The Kings of Europe and 13-time Champions League winners Real Madrid have tended to ignore the story when it comes to their misdoings at home during the past decade. The results clearly suggest that Real are lacking when it comes to domestic glory despite being an indomitable force in Europe’s premier competition.

A total of just six trophies in Spain – two La Ligas, two Copa Del Reys and a couple of Spanish Super Cups. That’s what the Los Blancos have to show for all their domestic efforts since 2009 despite signing a plethora of stars like Cristiano Ronaldo, Karim Benzema, Kaka, Angel De Maria and Gareth Bale this past decade. However, the story is a polar opposite when we turn our heads towards their nemesis Barcelona.

The Catalonian giants have reigned supreme in the past decade, winning seven league titles, six Copa Del Rey titles and six Spanish Super Cups. The credit goes to the exemplary vision that Pep Guardiola brought to the club in 2008 when he was appointed as head coach for the Blaugrana. He instructed his players to dominate possession, leaving the rival teams cornered and suffocated.

His plan worked because of players such as Lionel Messi, Andres Iniesta, Xavi, Sergio Busquets, Dani Alves and David Villa, who possessed an innate ability to pass the ball with pin-point accuracy and open opposition defences. This approach worked wonders in Spain as the rival teams were not equipped to tackle the high possession and thus unable to maintain a high work rate as the Catalans.

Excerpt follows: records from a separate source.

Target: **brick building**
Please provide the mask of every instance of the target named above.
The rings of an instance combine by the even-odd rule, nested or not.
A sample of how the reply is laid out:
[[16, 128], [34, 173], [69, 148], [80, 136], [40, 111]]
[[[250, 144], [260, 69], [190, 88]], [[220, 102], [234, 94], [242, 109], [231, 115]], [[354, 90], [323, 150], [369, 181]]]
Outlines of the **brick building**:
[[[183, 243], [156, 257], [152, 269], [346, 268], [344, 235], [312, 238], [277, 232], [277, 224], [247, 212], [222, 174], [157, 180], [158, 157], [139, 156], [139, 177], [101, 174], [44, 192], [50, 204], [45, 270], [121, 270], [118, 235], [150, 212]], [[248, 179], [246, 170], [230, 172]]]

Given the system that Guardiola imbibed in every player in his squad, the effects were surely expected to be long term as Barcelona posted an impeccable record at home, losing just 15 times at the Camp Nou since May 2009 across all competitions.

It was the 2008/09 season when Barcelona lifted their first continental treble (La Liga, Copa Del Rey and Champions League) and repeated a similar feat in the 2014/15 season, becoming the only team in football history to win a continental treble twice.

However, when it comes to the all-whites from Madrid, there is a noticeable shift in attitude and work-rate in Champions League encounters. Ronaldo’s reliance on his teammates to score goals is slightly higher than Messi, who plays the role of a creator to near perfection.

Los Blancos’ intensity takes a back seat in La Liga as the forwards usually fail to track back to diffuse the counter-attack or when reclaiming the ball, while the overall unit’s pressing instincts are nowhere close to the level of a Champions League encounter.

It is no surprise then that Real’s fast-paced and counter-attacking style of play works well in Champions League, as there are only a handful of games to be played in the competition. The opponents have only a game or two to adjust to Los Blancos’ craftsmanship and the experience of playing on a big stage works well for Real.

But La Liga paints a different picture as Real fail to adapt to the complexities of a long enduring season which their arch nemesis Barcelona seem to have mastered in these past 10 years. Even the El Clasicos in the past decade display Blaugrana’s dominance, having thrashed Real 6-2, 5-0 and 4-0 in the Spain Primera Division.

The bugles of Barcelona’s domineering times were sung innumerable times in the past decade, but Real need to get their priorities at home in order before venturing out in the European waters this season.